Saturday, 22 March 2014


“Our dead are never dead to us, until we have forgotten them.” - George Eliot

Antonín Leopold Dvořák (September 8, 1841 – May 1, 1904) was a Czech composer. Following the nationalist example of Bedřich Smetana, Dvořák frequently employed features of the folk music of Moravia and his native Bohemia (then parts of the Austrian Empire and now constituting the Czech Republic). Dvořák’s own style has been described as “the fullest recreation of a national idiom with that of the symphonic tradition, absorbing folk influences and finding effective ways of using them.”

Born in Nelahozeves, Dvořák displayed his musical gifts at an early age. His first surviving work, Forget-Me-Not Polka in C (Polka pomněnka) was written possibly as early as 1855. He graduated from the organ school in Prague in 1859. In the 1860s, he played as a violist in the Bohemian Provisional Theatre Orchestra and gave piano lessons. In 1873, he married Anna Čermáková, and left the orchestra to pursue another career as a church organist. He wrote several compositions during this period.

Dvořák’s music attracted the interest of Johannes Brahms, who assisted his career; he was also supported by the critics Eduard Hanslick and Louis Ehlert. After the premiere of his cantata “Stabat Mater” (1880), Dvořák visited the United Kingdom and became popular there; his Seventh Symphony was written for London. After a brief conducting period in Russia in 1890, Dvořák was appointed as a professor at the Prague Conservatory in 1891. In 1892, Dvořák moved to the United States and became the director of the National Conservatory of Music of America in New York City, where he also composed. However, shortfalls in payment of his salary, along with increasing recognition in Europe and an onset of homesickness made him decide to return to Bohemia.

From 1895 until his death, he composed mainly operatic and chamber music. At his death, he left several unfinished works. Among Dvořák’s best known works are his “From The New World Symphony”, the “American String Quartet”, the opera “Rusalka” and his “Cello Concerto in B minor”. Among his smaller works, the seventh “Humoresque” and the song “Songs my mother taught me” are also widely performed and recorded. He composed operas, choral music, a wide variety of chamber music, concerti and many other orchestral and vocal and instrumental pieces. He has been described as “…arguably the most versatile composer of his time.

Here is his “Requiem in B flat Minor” Op. 89, B 165, a funeral mass for soloists, choir and orchestra, composed in 1890. Dvořák composed the Requiem at the beginning of his peak creative period. The construction of the mass is not typical: The composition is divided in two basic parts, each of which begins with the original interconnection of several liturgical sequences. Dvořák inserted between the “Sanctus” and “Agnus Dei” a lyrical “Pie Jesu” movement based on the final text of the “Dies Irae” sequence.

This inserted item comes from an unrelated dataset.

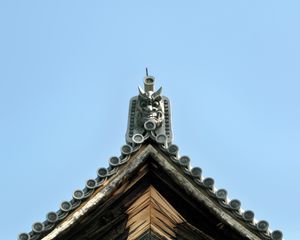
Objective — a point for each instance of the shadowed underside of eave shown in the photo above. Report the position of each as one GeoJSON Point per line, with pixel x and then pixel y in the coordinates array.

The Requiem's basic melodic motif is created by two ascending half-tones with an incorporated very sorrowful diminished third, which begins the piece and continues in many variations as the main motif throughout the whole work. Dvořák’s Requiem is a supreme opus of classicist-romantic synthesis. This composition inspired many other Czech composers, such as Josef Suk and Bohuslav Martinů. This composition was performed for the first time on 9 October 1891, in Birmingham, England, with the composer conducting.


  1. Love it, thanks. Because my husband was born and raised in his early years in Czechoslovakia, I have adopted Czech composers as important cultural figures for myself. None more so than Smetana, Dvořák and Janáček. I will leave Mahler out of the this discussion because it is difficult for me to think of him as Czech.

    Dvořák was very wise absorbing features of the folk music of Moravia and Bohemia in his own works. In fact if any composer wants to be loved and remembered in his homeland, “the fullest recreation of a national idiom" is the way to go. At least for his operas, choral music and chamber music. Perhaps being famous for a very impressive funeral mass for soloists, choir and orchestra was more surprising.

  2. This is amazing! Thanks for introducing me to it. All I know of Dvorak is the New World symphony and the Moon Song.

  3. Wonderful music! Thanks for uploading.